AMMAN — In bid to increase green cover in desert areas and in urban areas, the Ministry of Agriculture is planning to launch a project to utilise fuel stations wastewater to plant fast-growing trees, beginning with the Desert Highway.

The project is to be implemented jointly with the Energy and Minerals Regulatory Commission (EMRC).

The project was discussed during a meeting last week between Minister of Agriculture Khalid Hneifat and Chairman of the Board of Commissioners of the EMRC Ziad Saideh.

The meeting was also attended by representatives of fuel stations on the 315 kilometre Desert Highway, linking Amman with Aqaba.

Director of the Forestry Department Khaled Manasir said that the initial phase of the project will focus on the Desert Highway, where trees will be planted on both sides of the fuel stations using wastewater collected from these facilities.

Manasir added that the initiative aims to enhance the visual appeal of the Desert Highway and will also be implemented at the entrances of all governorates.

He also said that the proposed initiative is a component of the National Plan for Sustainable Agriculture, which includes projects across all governorates with the goal of planting 10 million trees over the next decade.

Acknowledging that the major challenge to the project is water scarcity, Manasir said that “the initiative excludes the use of drinking water due to the country’s difficult water conditions. Instead, treated water from companies like the National Poultry Company, which supplies the forest with up to 500 cubic metres daily, will be used”.

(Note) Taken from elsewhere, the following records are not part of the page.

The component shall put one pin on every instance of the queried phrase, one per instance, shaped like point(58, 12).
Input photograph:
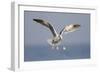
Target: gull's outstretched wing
point(46, 24)
point(70, 28)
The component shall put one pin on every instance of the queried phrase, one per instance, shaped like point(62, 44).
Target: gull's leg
point(64, 48)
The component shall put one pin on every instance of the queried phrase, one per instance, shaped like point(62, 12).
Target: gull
point(57, 37)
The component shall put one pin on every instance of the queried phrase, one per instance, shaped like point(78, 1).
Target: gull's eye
point(76, 26)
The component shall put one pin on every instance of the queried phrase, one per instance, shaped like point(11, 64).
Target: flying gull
point(57, 37)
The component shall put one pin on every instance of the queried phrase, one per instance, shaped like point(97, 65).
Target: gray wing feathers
point(46, 24)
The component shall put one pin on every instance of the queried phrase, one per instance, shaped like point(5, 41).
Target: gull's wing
point(70, 28)
point(46, 24)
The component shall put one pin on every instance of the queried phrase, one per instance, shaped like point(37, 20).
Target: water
point(43, 52)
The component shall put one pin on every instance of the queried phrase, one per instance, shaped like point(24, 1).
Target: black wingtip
point(34, 19)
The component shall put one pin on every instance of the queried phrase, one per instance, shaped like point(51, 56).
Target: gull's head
point(72, 27)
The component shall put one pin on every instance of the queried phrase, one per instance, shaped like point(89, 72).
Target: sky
point(36, 47)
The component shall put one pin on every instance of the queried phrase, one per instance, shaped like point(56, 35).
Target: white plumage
point(57, 37)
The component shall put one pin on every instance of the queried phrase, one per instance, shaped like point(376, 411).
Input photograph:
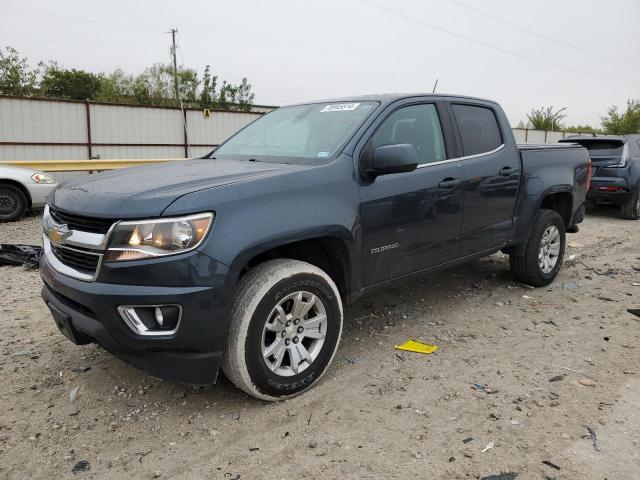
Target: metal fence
point(47, 129)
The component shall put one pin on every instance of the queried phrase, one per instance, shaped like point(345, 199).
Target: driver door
point(411, 221)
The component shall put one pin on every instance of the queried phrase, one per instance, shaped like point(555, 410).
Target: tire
point(528, 268)
point(256, 327)
point(631, 209)
point(13, 203)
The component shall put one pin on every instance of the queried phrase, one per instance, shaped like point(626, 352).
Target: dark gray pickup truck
point(241, 260)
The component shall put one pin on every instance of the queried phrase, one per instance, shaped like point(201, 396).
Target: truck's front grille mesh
point(85, 224)
point(83, 261)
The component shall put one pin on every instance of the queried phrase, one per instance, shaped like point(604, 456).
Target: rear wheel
point(631, 209)
point(543, 254)
point(285, 330)
point(13, 203)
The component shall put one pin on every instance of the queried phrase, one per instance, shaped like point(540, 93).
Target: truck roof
point(386, 98)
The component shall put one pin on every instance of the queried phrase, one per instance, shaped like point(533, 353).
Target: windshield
point(298, 134)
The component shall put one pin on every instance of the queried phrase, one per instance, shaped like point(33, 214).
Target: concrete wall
point(45, 129)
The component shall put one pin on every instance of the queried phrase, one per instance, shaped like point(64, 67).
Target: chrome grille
point(79, 259)
point(78, 222)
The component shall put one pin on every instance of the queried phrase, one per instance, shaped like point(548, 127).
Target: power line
point(90, 44)
point(83, 21)
point(492, 46)
point(541, 35)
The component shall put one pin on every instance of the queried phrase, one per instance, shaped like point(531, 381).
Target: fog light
point(152, 320)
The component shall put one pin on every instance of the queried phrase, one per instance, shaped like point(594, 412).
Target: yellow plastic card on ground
point(418, 347)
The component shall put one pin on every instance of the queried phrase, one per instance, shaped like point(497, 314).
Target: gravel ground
point(555, 361)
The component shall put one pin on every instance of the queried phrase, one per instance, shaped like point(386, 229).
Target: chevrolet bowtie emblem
point(58, 233)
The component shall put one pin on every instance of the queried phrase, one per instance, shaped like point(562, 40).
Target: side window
point(478, 128)
point(418, 125)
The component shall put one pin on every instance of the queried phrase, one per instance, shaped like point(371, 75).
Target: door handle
point(450, 183)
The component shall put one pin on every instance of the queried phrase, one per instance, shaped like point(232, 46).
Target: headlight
point(135, 240)
point(42, 178)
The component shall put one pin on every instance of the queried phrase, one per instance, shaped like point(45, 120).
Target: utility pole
point(175, 62)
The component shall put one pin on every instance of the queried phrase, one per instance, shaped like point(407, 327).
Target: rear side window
point(478, 128)
point(417, 125)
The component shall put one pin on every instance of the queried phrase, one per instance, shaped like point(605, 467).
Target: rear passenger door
point(492, 176)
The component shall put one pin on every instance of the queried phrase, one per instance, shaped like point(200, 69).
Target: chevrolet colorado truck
point(616, 171)
point(241, 261)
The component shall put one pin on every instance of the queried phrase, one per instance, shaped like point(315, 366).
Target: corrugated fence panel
point(114, 152)
point(42, 121)
point(48, 152)
point(122, 124)
point(197, 152)
point(217, 127)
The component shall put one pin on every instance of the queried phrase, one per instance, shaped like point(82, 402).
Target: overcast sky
point(579, 54)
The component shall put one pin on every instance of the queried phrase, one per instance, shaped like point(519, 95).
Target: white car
point(22, 189)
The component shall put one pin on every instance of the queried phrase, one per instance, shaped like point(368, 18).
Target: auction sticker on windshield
point(340, 107)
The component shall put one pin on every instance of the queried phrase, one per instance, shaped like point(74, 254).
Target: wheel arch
point(332, 253)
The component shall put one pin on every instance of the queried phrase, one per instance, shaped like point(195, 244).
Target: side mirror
point(388, 159)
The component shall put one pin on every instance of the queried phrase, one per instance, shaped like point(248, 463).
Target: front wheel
point(543, 254)
point(286, 324)
point(13, 203)
point(631, 209)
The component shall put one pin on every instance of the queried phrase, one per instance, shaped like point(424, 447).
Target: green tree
point(582, 129)
point(69, 84)
point(244, 96)
point(546, 118)
point(16, 76)
point(116, 87)
point(617, 123)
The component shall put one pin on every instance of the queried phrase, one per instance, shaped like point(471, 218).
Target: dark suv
point(616, 171)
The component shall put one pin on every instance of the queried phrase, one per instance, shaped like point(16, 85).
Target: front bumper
point(88, 312)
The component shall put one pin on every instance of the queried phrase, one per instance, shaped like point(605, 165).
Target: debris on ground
point(587, 382)
point(73, 393)
point(489, 446)
point(417, 347)
point(552, 465)
point(594, 438)
point(501, 476)
point(20, 255)
point(81, 466)
point(483, 387)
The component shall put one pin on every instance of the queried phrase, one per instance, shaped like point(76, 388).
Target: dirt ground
point(378, 413)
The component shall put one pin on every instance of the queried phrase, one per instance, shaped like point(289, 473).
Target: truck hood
point(147, 191)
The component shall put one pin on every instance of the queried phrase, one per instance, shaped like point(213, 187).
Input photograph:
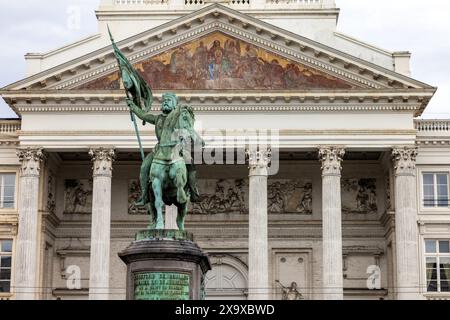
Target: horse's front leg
point(178, 174)
point(181, 215)
point(159, 203)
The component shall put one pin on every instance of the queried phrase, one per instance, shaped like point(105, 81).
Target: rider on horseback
point(170, 102)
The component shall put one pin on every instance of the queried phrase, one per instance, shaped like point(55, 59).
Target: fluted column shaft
point(331, 159)
point(26, 265)
point(406, 233)
point(258, 260)
point(101, 223)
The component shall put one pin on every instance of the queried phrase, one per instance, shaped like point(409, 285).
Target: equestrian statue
point(167, 175)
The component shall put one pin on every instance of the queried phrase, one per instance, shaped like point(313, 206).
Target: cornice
point(54, 101)
point(50, 108)
point(219, 18)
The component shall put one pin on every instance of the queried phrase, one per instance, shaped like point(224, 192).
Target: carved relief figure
point(78, 196)
point(359, 196)
point(291, 292)
point(51, 193)
point(228, 197)
point(219, 61)
point(290, 196)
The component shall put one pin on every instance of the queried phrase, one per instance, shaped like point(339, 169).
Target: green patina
point(161, 286)
point(167, 176)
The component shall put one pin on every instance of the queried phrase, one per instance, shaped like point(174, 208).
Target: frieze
point(231, 196)
point(359, 195)
point(77, 196)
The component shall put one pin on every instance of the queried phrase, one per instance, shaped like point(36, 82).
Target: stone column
point(406, 236)
point(258, 260)
point(331, 158)
point(26, 268)
point(101, 223)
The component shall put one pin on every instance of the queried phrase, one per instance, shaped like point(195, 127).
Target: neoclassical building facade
point(317, 179)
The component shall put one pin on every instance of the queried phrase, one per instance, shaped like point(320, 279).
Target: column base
point(165, 265)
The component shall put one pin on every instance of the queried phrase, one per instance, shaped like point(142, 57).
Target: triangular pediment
point(253, 55)
point(219, 61)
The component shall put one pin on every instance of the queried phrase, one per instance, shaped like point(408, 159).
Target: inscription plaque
point(161, 286)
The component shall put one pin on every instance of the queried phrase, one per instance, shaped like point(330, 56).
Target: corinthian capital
point(404, 159)
point(331, 158)
point(102, 159)
point(258, 160)
point(30, 158)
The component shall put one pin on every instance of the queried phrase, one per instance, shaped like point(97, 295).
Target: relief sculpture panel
point(359, 195)
point(231, 196)
point(78, 196)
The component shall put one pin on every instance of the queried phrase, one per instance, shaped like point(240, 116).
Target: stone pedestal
point(165, 265)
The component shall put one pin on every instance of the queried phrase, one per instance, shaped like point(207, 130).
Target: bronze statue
point(167, 174)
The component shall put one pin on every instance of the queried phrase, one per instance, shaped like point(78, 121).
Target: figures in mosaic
point(219, 61)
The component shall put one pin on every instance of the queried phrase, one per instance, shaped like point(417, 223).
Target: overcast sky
point(422, 27)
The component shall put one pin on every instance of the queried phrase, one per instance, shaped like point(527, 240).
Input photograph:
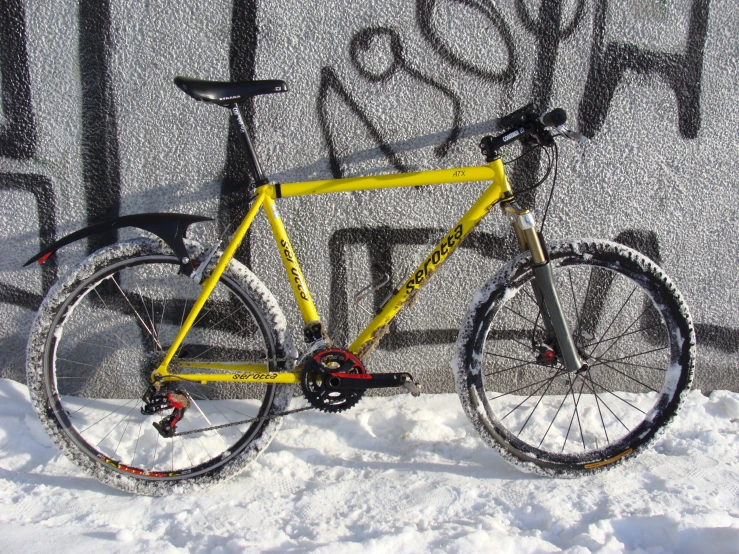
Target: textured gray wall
point(92, 127)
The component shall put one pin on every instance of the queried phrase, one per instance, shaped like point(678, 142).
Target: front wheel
point(630, 326)
point(105, 327)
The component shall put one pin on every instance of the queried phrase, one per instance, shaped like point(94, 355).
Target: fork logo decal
point(440, 253)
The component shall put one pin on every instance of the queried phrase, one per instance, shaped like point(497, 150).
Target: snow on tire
point(630, 325)
point(100, 332)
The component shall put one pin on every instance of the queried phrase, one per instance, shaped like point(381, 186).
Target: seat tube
point(290, 261)
point(251, 154)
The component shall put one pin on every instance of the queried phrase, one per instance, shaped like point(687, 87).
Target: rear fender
point(171, 228)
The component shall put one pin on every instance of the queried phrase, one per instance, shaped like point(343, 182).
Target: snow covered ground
point(395, 474)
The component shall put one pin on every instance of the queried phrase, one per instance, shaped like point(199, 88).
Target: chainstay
point(204, 429)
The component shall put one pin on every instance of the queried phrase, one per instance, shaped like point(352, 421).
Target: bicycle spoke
point(537, 404)
point(618, 313)
point(600, 413)
point(574, 300)
point(510, 358)
point(564, 397)
point(106, 416)
point(635, 365)
point(146, 310)
point(151, 333)
point(573, 412)
point(508, 369)
point(618, 337)
point(629, 356)
point(624, 334)
point(630, 377)
point(525, 399)
point(607, 406)
point(116, 335)
point(516, 390)
point(617, 396)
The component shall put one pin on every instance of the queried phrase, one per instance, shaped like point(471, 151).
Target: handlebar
point(523, 124)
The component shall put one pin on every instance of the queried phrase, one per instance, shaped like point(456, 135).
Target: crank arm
point(363, 381)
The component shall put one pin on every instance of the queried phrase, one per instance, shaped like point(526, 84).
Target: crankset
point(334, 380)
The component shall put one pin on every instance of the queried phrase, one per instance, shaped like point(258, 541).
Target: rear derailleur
point(334, 380)
point(157, 399)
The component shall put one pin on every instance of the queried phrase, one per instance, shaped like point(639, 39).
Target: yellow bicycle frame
point(498, 190)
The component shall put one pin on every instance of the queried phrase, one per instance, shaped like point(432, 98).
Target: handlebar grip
point(555, 118)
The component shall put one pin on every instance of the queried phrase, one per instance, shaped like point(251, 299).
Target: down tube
point(368, 338)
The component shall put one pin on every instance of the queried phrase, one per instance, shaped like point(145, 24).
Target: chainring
point(316, 371)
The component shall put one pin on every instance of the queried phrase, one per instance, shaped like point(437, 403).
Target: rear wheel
point(630, 326)
point(105, 327)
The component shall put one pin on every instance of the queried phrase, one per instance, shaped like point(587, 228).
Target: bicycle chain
point(193, 431)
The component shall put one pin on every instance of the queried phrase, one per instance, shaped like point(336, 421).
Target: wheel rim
point(108, 336)
point(556, 417)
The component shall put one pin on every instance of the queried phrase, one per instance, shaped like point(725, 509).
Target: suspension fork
point(544, 290)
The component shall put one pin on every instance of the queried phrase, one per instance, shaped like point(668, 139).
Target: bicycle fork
point(544, 290)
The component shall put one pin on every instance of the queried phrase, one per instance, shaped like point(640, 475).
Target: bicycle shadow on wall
point(318, 168)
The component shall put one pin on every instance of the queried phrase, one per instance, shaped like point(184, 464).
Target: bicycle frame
point(497, 191)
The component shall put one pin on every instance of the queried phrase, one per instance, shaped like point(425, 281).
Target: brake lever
point(572, 135)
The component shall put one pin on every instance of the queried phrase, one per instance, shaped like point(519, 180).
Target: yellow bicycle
point(160, 364)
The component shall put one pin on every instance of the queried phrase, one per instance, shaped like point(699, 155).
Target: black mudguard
point(171, 228)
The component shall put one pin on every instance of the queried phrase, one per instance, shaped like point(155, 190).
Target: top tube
point(392, 180)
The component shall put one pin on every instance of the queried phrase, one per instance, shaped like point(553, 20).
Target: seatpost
point(248, 146)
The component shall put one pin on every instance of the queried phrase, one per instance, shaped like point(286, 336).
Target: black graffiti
point(488, 10)
point(18, 133)
point(331, 83)
point(237, 179)
point(363, 41)
point(43, 193)
point(99, 140)
point(682, 72)
point(382, 241)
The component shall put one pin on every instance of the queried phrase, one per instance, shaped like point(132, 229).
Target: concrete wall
point(92, 127)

He also said that studies will be conducted to ensure that the water does not have adverse effects on the soil and fruit-bearing trees and that, if necessary, filtration and treatment stations will be used to customise the water to suit agricultural needs.

Managing Director at Manaseer Group Yasser Manaseer told The Jordan Times that Manseer fuel stations will collect used water from bathroom sinks before it enters the sewage system, adding that “there is a possibility of filtration, but it will not be widely used due to the cost and the absence of oil in the water to be used”.

Head of the Union of Environmental Societies Omar Shushan raised environmental concerns and stressed the need for a “scientific reevaluation” of the project, considering the nature of wastewater, its components, its impact on soil and plants, the selected area and whether the chosen plants are native or invasive.

For Shushan, the location of fuel stations is a primary concern.

“Most fuel stations are located within cities, leaving limited space for planting around them, while in arid areas, there is a space but the water quantity resulting from the stations is extremely low, posing a challenge to the sustainability of the project.”

He called on the agriculture ministry to prioritise native plants over invasive species, as controlling invasive species later on can be challenging.

Invasive plants are non-native species that have been introduced to a new environment, which can negatively impact ecosystems, biodiversity and even human activities.

“The project lacks an environmental perspective and ecological sustainability unless water is treated and national standards for agricultural use are established.”